⚠️ Deprecation warning: this toolkit is now a part of the Paysage library starting from 1.2 version. The avrtt/gnomych repository is no longer supported.
Here you can find a tool that automates data cleaning tasks, validates raw data using rule-based constraints, provides data profiling and reporting, and offers automated correction suggestions for common data issues. It's designed to be used both as a standalone tool and as an integrated component in ETL pipelines.
This project is a part of my freelance work that was published with the client's permission.
-
Data cleaning
- Removal of duplicates
- Missing-value imputation (mean, median, mode, constant)

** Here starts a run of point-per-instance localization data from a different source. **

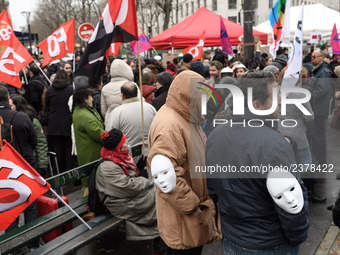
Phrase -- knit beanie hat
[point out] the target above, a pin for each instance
(187, 58)
(165, 79)
(113, 140)
(197, 67)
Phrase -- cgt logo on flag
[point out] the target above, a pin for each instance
(20, 185)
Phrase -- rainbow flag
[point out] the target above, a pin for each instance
(277, 21)
(335, 41)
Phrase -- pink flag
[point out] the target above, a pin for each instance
(144, 44)
(335, 41)
(224, 40)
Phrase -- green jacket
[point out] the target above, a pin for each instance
(88, 126)
(40, 151)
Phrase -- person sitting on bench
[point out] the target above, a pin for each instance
(125, 195)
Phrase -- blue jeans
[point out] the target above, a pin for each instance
(231, 248)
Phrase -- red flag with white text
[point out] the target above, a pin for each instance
(20, 185)
(14, 56)
(196, 50)
(118, 23)
(59, 43)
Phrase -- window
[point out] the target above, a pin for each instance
(232, 4)
(232, 18)
(270, 4)
(214, 5)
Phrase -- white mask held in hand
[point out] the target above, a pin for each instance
(163, 173)
(285, 191)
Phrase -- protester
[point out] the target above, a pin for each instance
(251, 220)
(124, 194)
(186, 216)
(111, 95)
(163, 83)
(19, 103)
(60, 119)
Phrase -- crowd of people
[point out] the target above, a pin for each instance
(82, 122)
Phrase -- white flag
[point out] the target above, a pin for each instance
(286, 27)
(294, 65)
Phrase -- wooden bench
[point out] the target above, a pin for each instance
(37, 228)
(72, 240)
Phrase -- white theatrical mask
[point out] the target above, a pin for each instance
(163, 173)
(285, 191)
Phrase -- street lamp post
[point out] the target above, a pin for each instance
(27, 17)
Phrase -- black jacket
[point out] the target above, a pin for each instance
(59, 115)
(160, 97)
(36, 87)
(322, 90)
(249, 216)
(23, 131)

- Column name standardization
- Outlier detection using z‑score and IQR methods
-
Validation
- JSON-schema based row validation
- Custom business rule validations
-
Profiling & reporting
- Missing values and summary statistics reports
- Outlier profiling
- Generation of comprehensive reports in Markdown and HTML
-
Automated correction suggestions
- Imputation strategy recommendations
- Outlier handling suggestions (clip/remove)
- Automated application of corrections
-
Clone the repository:
git clone https://github.com/avrtt/gnomych.git cd gnomych
-
Create a virtual environment and activate it:
python -m venv venv source venv/bin/activate # Windows: venv\Scripts\activate
-
Install the package:
pip install -e .
To run the command-line tool:
gnomych --input path/to/input.csv --report output_report.md
This will read the CSV file, perform data cleaning, generate a profiling report and save the report in Markdown format.
To run the tests:
python -m unittest discover tests
.
├── README.md
├── .gitignore
├── setup.py
├── requirements.txt
├── gnomych/
│ ├── __init__.py
│ ├── __main__.py
│ ├── cleaning.py
│ ├── validation.py
│ ├── profiling.py
│ ├── reporting.py
│ ├── correction.py
│ ├── exceptions.py
│ └── utils.py
└── tests/
├── test_cleaning.py
├── test_validation.py
├── test_profiling.py
├── test_reporting.py
└── test_correction.py
MIT.